You didn’t have time to protect yourself as suddenly a warg jumped at you, knocking you to the ground,and sending your head cracking into the ice. But once you were able to clear your head, shaking it and snorting in frustration as the world seemed to spin, you could see a white warg standing over you, growling as if protecting you.
It was a large warg, larger than you and had sharper claws. And there were lines along its fur from scars that had long healed. But it was definitely standing over you, and definitely growling at the wargs around it. A few other wargs looked confused with the change of events, and you, yourself, felt just as lost. What on earth was going on?
The warg growled sharply as a warg stepped forward, and it flinched back. An orc shouted something and suddenly an orc came charging for the warg, only for it to claw him with its claws and send him to the ground in a puddle of its own blood. Swift. Efficient. Intelligently. It had barely moved other than that.
Intelligence no mere warg you saw possessed. Intelligence humans had. Intelligence you yourself used in battle to claw or bite at someone. And as you took in the wargs around you, suddenly they didn’t seem too different from your own wolf form. Larger, sure, but that was usually what defined age amongst the Wolves. And they had much more muscle mass than a wolf, making them stand out from you, but… you hadn’t lived a Wolf Clan life in a long while. You hadn’t built up muscle to keep you on the road or to help you climb the mountains.

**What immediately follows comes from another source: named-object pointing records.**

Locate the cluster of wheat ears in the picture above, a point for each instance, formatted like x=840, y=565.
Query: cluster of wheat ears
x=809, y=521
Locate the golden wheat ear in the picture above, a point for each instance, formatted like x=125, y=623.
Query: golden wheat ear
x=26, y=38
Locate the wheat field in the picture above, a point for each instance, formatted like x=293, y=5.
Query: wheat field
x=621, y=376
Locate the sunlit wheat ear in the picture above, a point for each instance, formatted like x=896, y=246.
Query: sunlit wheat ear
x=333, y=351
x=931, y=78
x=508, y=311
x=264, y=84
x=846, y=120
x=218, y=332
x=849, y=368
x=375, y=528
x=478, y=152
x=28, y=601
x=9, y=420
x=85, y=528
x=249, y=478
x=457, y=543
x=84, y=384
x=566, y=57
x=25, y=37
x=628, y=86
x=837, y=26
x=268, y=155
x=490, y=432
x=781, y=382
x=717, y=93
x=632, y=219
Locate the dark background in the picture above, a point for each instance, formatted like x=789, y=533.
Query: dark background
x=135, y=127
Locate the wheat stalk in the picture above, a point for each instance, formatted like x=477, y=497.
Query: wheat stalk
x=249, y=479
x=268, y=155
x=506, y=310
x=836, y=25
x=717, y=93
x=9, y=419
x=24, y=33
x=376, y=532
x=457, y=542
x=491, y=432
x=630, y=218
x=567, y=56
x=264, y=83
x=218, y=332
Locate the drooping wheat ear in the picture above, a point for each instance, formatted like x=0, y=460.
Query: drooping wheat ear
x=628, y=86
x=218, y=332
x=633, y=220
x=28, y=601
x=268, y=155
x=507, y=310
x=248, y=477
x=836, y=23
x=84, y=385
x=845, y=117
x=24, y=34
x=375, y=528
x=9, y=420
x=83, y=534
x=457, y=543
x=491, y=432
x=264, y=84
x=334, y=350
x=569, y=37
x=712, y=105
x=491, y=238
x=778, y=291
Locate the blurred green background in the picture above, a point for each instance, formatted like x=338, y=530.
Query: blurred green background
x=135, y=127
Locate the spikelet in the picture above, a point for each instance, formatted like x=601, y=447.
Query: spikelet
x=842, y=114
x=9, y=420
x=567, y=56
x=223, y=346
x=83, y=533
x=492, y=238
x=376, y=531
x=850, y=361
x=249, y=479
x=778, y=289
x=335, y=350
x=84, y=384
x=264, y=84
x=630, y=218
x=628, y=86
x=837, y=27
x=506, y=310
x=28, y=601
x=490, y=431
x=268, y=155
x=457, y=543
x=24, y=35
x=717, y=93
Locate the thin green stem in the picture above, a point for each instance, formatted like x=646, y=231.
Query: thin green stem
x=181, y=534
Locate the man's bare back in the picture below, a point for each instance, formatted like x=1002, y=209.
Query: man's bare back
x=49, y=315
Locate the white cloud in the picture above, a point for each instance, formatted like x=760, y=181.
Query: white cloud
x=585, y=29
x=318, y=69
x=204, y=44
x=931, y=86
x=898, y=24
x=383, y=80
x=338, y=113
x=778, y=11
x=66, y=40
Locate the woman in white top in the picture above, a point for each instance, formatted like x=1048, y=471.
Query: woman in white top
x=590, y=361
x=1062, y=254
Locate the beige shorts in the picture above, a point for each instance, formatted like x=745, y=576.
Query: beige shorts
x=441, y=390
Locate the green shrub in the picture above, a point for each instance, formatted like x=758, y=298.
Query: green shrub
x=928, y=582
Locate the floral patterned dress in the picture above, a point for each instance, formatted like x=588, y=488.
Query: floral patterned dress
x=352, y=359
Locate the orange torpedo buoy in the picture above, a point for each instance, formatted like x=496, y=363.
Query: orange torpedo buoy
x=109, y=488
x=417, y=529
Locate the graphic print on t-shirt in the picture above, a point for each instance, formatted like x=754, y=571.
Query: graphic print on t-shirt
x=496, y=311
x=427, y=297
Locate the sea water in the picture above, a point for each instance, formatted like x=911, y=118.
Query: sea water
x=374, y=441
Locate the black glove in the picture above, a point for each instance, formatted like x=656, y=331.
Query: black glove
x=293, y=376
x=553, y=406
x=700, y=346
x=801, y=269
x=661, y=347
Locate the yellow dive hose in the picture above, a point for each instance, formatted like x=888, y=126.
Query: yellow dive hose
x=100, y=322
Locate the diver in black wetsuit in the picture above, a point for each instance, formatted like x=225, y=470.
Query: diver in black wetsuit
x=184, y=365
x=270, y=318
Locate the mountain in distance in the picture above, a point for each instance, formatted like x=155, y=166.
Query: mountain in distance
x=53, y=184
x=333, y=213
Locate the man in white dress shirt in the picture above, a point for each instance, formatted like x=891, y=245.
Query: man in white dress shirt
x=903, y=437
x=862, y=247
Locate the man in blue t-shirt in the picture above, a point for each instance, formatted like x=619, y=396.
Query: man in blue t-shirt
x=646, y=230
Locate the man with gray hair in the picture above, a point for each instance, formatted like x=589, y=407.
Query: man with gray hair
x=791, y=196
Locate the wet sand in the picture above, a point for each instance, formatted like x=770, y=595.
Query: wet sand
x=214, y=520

You glanced to the wolf over you, seeing that the lines along its back from scars were not just from battle. They formed a pattern. A pattern Beorn had reminded you of the last you had talked of your past. Of the mountain ranges and the plains, made of the names of your ancestors.
All those wargs you had killed with Beorn… all those wargs you had killed in battle just today. They hadn’t been wargs. No one had even heard of wargs until after the war. You had thought they were simply a species in a land you had never heard of. You had never thought that… that the wargs could have been… your own Clan. You had killed members of your own clan, people you had likely known. People the Orcs had imprisoned over a century ago. That had no doubt been brainwashed into hunting down others, forced to hunt others or be hurt or worse.
But you knew without a doubt that your father stood over you. He snarled at another warg that attempted to get closer and the Orcs seemed to back up, giving you enough space to get to your feet. As a few Orcs became disinterested, turning to someone else in battle, only few kept their eyes on you, as if waiting. You stepped closer to the warg- to the wolf that was your father in his alternate form, and whimpered slightly to convey your surprise.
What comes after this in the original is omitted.